NB: It is assumed that two non-empty arrays of identical size are passed in argument.
- _perplexity()
-
Compute the perplexity of items in an array, i.e. the exponential of the Shannon entropy of items in base e (see below). Takes a reference to an array as argument.
- _shannon_entropy()
-
Compute the Shannon entropy of items in an array. Takes a reference to an array as first argument, and optionally the requested log base for the computation (default is e, i.e. exp(1)).

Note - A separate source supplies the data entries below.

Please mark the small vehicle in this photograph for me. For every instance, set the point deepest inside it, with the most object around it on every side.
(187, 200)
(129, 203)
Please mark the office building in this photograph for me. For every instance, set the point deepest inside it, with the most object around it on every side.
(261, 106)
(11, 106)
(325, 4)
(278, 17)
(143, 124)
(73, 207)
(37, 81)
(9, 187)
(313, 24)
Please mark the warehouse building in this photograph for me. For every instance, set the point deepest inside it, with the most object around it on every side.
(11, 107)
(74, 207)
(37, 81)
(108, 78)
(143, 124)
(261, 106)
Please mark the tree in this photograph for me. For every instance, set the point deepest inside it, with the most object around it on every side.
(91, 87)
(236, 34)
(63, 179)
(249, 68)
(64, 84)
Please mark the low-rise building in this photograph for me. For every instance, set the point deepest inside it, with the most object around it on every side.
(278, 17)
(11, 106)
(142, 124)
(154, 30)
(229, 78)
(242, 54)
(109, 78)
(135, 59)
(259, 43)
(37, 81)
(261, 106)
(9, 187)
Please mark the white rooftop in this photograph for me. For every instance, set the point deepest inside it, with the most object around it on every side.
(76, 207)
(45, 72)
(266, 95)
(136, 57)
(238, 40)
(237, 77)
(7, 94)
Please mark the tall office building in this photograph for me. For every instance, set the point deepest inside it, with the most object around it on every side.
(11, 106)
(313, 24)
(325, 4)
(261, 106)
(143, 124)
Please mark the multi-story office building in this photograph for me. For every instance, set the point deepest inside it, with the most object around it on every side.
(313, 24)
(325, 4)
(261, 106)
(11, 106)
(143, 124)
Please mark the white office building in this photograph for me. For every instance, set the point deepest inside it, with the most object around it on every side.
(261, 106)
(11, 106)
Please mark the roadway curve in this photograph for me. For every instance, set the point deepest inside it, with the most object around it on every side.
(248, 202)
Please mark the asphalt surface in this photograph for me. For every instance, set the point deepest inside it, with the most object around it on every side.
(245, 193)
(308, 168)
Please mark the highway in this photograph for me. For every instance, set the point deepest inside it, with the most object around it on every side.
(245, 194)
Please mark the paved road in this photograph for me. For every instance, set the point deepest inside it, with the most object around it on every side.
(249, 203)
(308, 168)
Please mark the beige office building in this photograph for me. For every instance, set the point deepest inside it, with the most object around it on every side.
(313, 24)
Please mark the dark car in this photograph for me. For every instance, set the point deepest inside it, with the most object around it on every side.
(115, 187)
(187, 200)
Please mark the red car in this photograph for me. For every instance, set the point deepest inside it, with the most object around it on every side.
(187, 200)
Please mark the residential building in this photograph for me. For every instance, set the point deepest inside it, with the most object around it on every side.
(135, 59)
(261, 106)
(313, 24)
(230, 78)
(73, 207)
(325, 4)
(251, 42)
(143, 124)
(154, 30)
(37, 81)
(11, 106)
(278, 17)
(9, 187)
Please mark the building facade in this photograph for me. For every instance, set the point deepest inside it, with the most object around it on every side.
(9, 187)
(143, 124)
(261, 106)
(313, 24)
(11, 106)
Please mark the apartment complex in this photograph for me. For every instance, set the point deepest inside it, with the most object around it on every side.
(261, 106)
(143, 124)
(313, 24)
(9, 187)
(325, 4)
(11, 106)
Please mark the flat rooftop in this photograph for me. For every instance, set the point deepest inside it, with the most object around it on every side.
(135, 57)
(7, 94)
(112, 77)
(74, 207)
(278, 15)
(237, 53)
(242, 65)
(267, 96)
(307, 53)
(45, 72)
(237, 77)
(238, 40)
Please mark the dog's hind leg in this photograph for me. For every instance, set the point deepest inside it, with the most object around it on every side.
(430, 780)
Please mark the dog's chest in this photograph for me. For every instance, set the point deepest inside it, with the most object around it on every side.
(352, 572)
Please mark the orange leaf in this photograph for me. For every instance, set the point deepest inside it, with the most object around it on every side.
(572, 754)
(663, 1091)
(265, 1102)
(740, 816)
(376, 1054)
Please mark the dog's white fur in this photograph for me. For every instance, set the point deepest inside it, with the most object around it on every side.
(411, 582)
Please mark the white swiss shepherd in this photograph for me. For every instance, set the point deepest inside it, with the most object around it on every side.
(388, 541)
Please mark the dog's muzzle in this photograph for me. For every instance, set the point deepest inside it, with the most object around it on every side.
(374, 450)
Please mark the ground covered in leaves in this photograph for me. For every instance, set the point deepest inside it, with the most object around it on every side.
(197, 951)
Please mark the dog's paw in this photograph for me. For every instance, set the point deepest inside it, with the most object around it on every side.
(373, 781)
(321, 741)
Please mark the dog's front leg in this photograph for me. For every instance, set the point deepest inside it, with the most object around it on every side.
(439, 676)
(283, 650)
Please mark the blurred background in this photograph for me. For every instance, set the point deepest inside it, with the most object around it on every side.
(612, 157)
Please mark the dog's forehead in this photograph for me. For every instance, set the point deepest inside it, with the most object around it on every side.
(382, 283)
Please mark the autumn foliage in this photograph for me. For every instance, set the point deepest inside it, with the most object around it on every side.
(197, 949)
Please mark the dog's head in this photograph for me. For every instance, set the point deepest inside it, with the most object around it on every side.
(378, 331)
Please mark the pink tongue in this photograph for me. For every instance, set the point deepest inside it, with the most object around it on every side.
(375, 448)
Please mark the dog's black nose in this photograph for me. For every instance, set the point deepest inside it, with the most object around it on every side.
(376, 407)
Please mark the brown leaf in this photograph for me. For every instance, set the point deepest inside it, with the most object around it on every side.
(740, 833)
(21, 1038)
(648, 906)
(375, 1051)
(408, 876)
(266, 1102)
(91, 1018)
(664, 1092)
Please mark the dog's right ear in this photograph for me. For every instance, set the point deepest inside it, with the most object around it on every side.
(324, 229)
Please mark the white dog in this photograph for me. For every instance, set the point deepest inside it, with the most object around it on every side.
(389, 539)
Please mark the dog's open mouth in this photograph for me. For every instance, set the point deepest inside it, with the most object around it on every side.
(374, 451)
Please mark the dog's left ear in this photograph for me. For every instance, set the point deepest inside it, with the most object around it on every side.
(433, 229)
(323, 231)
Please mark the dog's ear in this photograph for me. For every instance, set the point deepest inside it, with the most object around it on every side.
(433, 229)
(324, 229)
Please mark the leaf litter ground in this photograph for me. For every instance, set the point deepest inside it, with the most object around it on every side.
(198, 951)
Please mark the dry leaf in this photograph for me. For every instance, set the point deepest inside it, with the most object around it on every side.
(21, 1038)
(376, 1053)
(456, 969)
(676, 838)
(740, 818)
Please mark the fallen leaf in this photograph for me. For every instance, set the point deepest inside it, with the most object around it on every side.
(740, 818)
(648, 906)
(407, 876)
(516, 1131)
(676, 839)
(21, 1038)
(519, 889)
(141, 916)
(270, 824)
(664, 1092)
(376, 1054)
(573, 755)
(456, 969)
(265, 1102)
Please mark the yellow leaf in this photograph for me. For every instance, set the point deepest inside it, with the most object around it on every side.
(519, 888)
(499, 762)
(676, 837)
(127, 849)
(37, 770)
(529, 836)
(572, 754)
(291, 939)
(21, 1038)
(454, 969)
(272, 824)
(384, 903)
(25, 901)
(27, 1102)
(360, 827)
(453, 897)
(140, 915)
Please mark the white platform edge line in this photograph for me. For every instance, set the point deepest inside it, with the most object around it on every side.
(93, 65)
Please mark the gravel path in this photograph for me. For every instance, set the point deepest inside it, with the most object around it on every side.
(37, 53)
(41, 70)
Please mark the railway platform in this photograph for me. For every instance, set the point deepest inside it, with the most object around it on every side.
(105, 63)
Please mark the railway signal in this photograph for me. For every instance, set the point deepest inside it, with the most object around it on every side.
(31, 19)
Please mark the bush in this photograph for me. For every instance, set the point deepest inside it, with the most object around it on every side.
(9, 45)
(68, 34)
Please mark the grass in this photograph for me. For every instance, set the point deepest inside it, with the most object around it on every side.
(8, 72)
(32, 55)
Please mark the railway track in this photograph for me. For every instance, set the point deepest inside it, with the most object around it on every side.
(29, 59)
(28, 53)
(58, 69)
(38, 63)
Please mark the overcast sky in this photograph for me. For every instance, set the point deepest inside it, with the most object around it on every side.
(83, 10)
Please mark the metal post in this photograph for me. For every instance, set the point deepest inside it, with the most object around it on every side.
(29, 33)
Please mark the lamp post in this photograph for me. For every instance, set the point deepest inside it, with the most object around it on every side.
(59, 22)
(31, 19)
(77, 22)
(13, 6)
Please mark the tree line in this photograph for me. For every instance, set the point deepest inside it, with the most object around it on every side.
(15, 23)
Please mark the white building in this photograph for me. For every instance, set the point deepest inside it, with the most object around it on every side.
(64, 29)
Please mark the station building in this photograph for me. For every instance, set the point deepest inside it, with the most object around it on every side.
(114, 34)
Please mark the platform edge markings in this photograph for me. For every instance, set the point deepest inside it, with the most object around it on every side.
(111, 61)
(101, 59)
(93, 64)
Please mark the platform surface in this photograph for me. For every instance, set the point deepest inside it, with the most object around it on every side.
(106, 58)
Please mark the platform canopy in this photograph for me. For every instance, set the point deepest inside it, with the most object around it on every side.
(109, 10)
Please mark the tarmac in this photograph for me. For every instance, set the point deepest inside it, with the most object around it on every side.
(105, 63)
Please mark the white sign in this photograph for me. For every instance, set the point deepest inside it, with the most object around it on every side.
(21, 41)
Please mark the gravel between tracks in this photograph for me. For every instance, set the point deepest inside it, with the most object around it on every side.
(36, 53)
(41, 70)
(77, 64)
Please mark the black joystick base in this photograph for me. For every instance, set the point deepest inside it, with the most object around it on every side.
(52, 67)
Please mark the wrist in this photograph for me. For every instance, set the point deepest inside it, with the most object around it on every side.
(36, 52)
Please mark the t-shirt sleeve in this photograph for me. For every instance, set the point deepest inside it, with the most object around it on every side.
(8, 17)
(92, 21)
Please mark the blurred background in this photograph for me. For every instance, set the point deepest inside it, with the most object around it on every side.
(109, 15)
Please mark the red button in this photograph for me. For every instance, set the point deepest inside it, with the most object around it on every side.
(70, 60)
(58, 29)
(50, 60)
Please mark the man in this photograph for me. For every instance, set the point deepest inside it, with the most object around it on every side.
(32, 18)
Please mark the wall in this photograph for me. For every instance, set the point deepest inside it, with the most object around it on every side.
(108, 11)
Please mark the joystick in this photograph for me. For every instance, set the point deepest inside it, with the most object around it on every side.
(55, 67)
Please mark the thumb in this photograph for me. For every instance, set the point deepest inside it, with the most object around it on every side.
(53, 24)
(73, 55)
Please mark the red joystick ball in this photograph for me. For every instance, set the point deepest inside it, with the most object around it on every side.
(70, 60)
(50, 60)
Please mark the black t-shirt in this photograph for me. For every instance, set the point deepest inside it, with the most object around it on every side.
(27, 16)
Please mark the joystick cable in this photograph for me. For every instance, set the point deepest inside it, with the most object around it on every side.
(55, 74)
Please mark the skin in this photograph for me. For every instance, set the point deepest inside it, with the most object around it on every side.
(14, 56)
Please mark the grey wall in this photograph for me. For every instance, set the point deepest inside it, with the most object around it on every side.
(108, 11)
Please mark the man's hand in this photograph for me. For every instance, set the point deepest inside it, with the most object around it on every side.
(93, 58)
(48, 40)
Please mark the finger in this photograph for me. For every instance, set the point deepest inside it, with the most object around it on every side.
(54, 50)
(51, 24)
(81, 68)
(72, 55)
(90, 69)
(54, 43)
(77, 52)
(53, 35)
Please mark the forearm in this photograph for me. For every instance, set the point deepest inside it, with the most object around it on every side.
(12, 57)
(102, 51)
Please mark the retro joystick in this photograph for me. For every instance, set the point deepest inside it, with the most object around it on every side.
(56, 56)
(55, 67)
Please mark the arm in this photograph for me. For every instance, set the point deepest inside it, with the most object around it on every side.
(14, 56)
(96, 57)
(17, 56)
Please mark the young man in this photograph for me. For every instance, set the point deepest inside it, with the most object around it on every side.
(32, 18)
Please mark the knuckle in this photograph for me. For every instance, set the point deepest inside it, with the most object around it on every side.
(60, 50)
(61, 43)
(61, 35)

NB: It is assumed that a non-empty array is passed in argument.
- _renyi_entropy()
-
Compute the Renyi entropy of items in an array. Takes one required and two optional named parameters:
- array_ref
-
A reference to a non-empty array.
- exponent
-
The numeric parameter involved in the computation of Renyi's entropy (a number between 0 and 1 inclusive). Note that 0 amounts to computing the log of the number of types, and 1 amounts to computing Shannon's entropy. Default is 0.5.
- base
-
A positive number to be used as the log base in the computation. Default is e (i.e. exp(1)).
DIAGNOSTICS
- The second argument of subroutine sampled_indices() cannot be larger than the first
-
This exception is raised when the second argument of subroutine
sampled_indices()
is larger than the first, i.e. when the requested sample size exceeds the array size. - Parameter 'exponent' of subroutine _renyi_entropy() must be between 0 and 1 inclusive
-
This exception is raised when the parameter exponent of subroutine
_renyi_entropy()
is set to a value lesser than 0 or greater than 1.
DEPENDENCIES
This module is part of the Lingua::Diversity distribution.
BUGS AND LIMITATIONS
There are no known bugs in this module.
Please report problems to Aris Xanthos (aris.xanthos@unil.ch)
Patches are welcome.
AUTHOR
Aris Xanthos (aris.xanthos@unil.ch)
LICENSE AND COPYRIGHT
Copyright (c) 2011 Aris Xanthos (aris.xanthos@unil.ch).
This program is released under the GPL license (see http://www.gnu.org/licenses/gpl.html).
This program is distributed in the hope that it will be useful, but WITHOUT ANY WARRANTY; without even the implied warranty of MERCHANTABILITY or FITNESS FOR A PARTICULAR PURPOSE.